Pomimo tego, że Nausicaä z Doliny Wiatru nie jest filmem zrobionym stricte przez Studio Ghibli, bo pojawiła się na rok przed jego założeniem, można go uznać za przynależącego. Był to pierwszy z filmów, oczywiście, za który zabraliśmy się razem z moim mężczyzną (oglądamy bowiem je wszystkie razem). Od samego początku zachwycił nas świat, w którym toczyła się akcja filmu, postapokaliptyczny, groźny, nieznany (jak to zwykle bywa w tego typu kreacji świata). Nasza tytułowa bohaterka zostaje nam przedstawiona jako dobra i bardzo odpowiedzialna za swoich ludzi dziewczyna. Wszyscy, oczywiście, ją uwielbiają i w ogóle wiele doń miłości i uwielbienia. Istnieje też, oczywiście, wielkie zło i wróg rasy ludzkiej - Puszcza pełna uroczych, grubych, ogromniastych robali. Wywiązują się wojny, skrywane tajemnice i wielki bohater, który ratuje dzień niczym Atomówki Townsville przed dobranocką. Mimo wszystko jednak muszę przyznać, że nie zachwyciło mnie to dzieło tak bardzo jak niektórych ludzi (co zaobserwowałam na FilmWebie). Miałam wrażenie, że fabule nieco brakuje. Standardowo - jak wyżej wspomniałam - jest ZŁO, przed którym trzeba ratować świat, a ludzie są tą krwiożerczą puszczą przerażeni. Nausicaä jest ideałem dobra, niemalże Matką Boską bez Jezuska, *SPOILER* próbuje ową puszczę chronić, dotrzeć do prawdy, ocalić świat... */SPOILER* Ja, przyznam szczerze, bardzo się starałam nie zasnąć na koniec filmu, więc po prostu przysypiałam, chyba niczego bardzo ważnego nie przegapiłam, wnioskując z tego, co mi później powiedziano. Przebudzałam się co chwilę, tak sobie pływałam między snem a jawą. Powiem szczerze, że zachwycona nie byłam, miałam poczucie zmarnowania niesamowitej koncepcji świata podanej mi na samym początku, bardzo zresztą obiecującej. Chociaż, jeżeli mam być całkiem szczera, sama nie wiem, czego więcej mogłabym od tego oczekiwać. Dobrze jest znać takie dzieło, jednak nie mogę powiedzieć, by historia ta zmieniła moje życie w jakikolwiek sposób. Ale nie mogę też powiedzieć, że zapominam o niej całkowicie. Jako że powstała na podstawie mangi autorstwa Hayao Miyazakiego, mam nadzieję ów komiks upolować i dać mu szansę. Może nawet kiedyś coś o nim napiszę...?
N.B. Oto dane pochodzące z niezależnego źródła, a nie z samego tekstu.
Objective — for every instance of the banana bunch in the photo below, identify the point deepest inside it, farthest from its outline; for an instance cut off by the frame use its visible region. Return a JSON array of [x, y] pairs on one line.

Kilka dni później zdecydowaliśmy, że już czas na kolejnego - jak to zwaliśmy - Ghiblucha, a mianowicie na film Laputa - podniebny zamek. Opowiastka ta była mi bardzo miła, radowała serducho. Jednak niedosyt pozostał... Poza tym, jeśli ogląda się po kolei (a jest to dobry plan!) to po oglądnięciu takich hitów owego studia jak Książniczka Mononoke, Ruchomy zamek Hauru, czy Spirited Away: W krainie Bogów, odnosi się wrażenie, że przy produkcji Laputy Ghibli jeszcze nieco raczkuje. Przerwano nam oglądanie aż trzy razy, w tym raz na pięć, czy dziesięć minut przed zakończeniem, ale przebrnęliśmy przez te trudności. Co muszę podkreślić - uwielbiam sposób, w jaki rysowane są starsze kobietki w większości filmów Ghibli. O ile uważam, że większość postaci przez to studio rysowanych wygląda mało atrakcyjnie dla oka, o tyle te starsze panie są zawsze cudowne. Jest w nich wiele charakteru, rysy twarzy przekazują nam bogatą mimiką wszystkie uczucia postaci. Tutaj także mamy do czynienia ze ZŁEM, jednakowoż jest ono trochę inne niż w poprzednim filmie. W poprzednim filmie wynikało to z tego, że ludzi puszcza skrzywdziła, było to zagrożenie dla ich życia, więc głusi na wszelkie informacje sprzeczne z ich światopoglądem, nadal zabijaliby te biedne wielkie robale. Tutaj zło leży u podstaw głębokiej chciwości, chęci wzbogacenia się. A przede wszystkim panuje tu ogromna żądza władzy. *SPOILER* Różne rodziny o tych samych korzeniach w filmie o Lapucie - a inne ich priorytety - prowadzą do konkretnego obrotu zdarzeń, który mnie, osobiście, dość przypadł do gustu, chociaż nieco wprawił w lekki smuteczek. */SPOILER* Co muszę przyznać - od samego początku widać, że to, co czytałam na temat rysowników tegoż Studia jest prawdą. Udało mi się przeczytać kiedyś, że od samego początku kładziono wielki nacisk na tło wydarzeń, obrazy są naprawdę niesamowite, nieraz nadają niesamowitej atmosfery danej sytuacji, radują oczy. Nie ma jednakże rysowników, którzy tak rysowaliby postacie, żeby można było powiedzieć i o nich, że zapierają dech w piersiach.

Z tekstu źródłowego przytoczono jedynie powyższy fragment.